Many people, however, don’t push their tastes. They don’t want bitterness or astringency and they couldn’t care less about a long finish. You could put this down to different palates. But if I’m being honest, there was more than a little snobbery in my acquired enjoyment of difficult flavours. French sociologist Pierre Bourdieu in his Social Critique of the Judgement of Taste wrote that good taste is about getting acceptance from our peers. I worked in the wine trade after university and based my tastes on people I admired, and, importantly, defined those tastes in opposition to people I didn’t.
We think our tastes are timeless but look at pictures of food from the 1970s – especially anything by celebrity television chef Fanny Cradock – and tell me they don’t look revolting. And today’s Jackson Pollock-esque splatters from MasterChef will look similarly inedible in ten years’ time. In the Middle Ages, luxury food would have been cooked with lots of sugar and expensive spices as a way of showing wealth. Bottles of champagne opened recently from a ship that went down in the early 19th century contained a dentist-worrying 150 grams of sugar per litre. Modern-day champagne contains around eight grams. Sweet wines went out of fashion as sugar became the fuel of the masses. Food that we dismiss as “a bit mundane”, like a plain white bread roll, would have been miraculous luxuries to our ancestors.
Food that we dismiss as 'a bit mundane', like a plain white bread roll, would have been luxuries to our ancestors
Luxury today is about being close to nature. The latest thing in wine is “natural” wine, made without the use of additives but, more importantly, difficult for the uninitiated to understand as much of it smells like cider. Chefs, too, extol the virtues of sustainability and seasonality, some even forage for food, but in the past, haute cuisine was about breaking free of nature. Only the poor would have eaten seasonally. In an essay on taste in The New Yorker, Adam Gopnik cites the example of the poet Lucien in Balzac’s novel Lost Illusions who is forced by lack of funds to eat in a restaurant that “has only local and seasonal produce”. He goes on to describe: “the shame and suffering that the diners feel in having to eat in so peasant-like a manner right in the middle of Paris”.

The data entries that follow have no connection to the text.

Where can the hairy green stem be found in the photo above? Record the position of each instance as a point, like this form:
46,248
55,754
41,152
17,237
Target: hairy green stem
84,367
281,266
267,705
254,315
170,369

Whereas nowadays we pay through the nose to eat “authentic” Italian peasant food, the truth is that authenticity, like good taste, is largely made up. Most traditional foods and drinks are relatively recent creations. In The Discovery of France, the historian Graham Robb writes: “The Dijon area was not particularly rich in blackcurrants until an enterprising café owner made an exploratory trip to Paris in 1841, noted the popularity of cassis and began to market his own liquor as a regional speciality.”
So is good taste pointless? Should we just crack open a bottle of plonk and settle into a Big Mac and fries? Well, if you want to, go for it. But just because taste is cultural and changeable doesn’t make it pointless. Think of it as learning a rapidly evolving language. You can appreciate the beauty once you have learned the rules, just don’t pretend there’s anything natural about them.
Developing “good taste” can be an enjoyable experience. It should be an adventure, and its subjectivity is liberating. I can appreciate haute cuisine but I know that the cheap restaurant with the warm-hearted chef will be more fun than the three-star temple of gastronomy; that the bottle of chilled red I had on holiday with my wife will always be more delicious than first-growth claret drunk surrounded by hedge fund managers; and that there’s nothing better with a cup of tea than a Hobnob. Don’t worry about what others think. Go with whatever you fancy. Unless you are dining with some Chinese businessmen you need to impress: in which case, close your eyes, have a large swig of something strong and devour that cold jellyfish salad.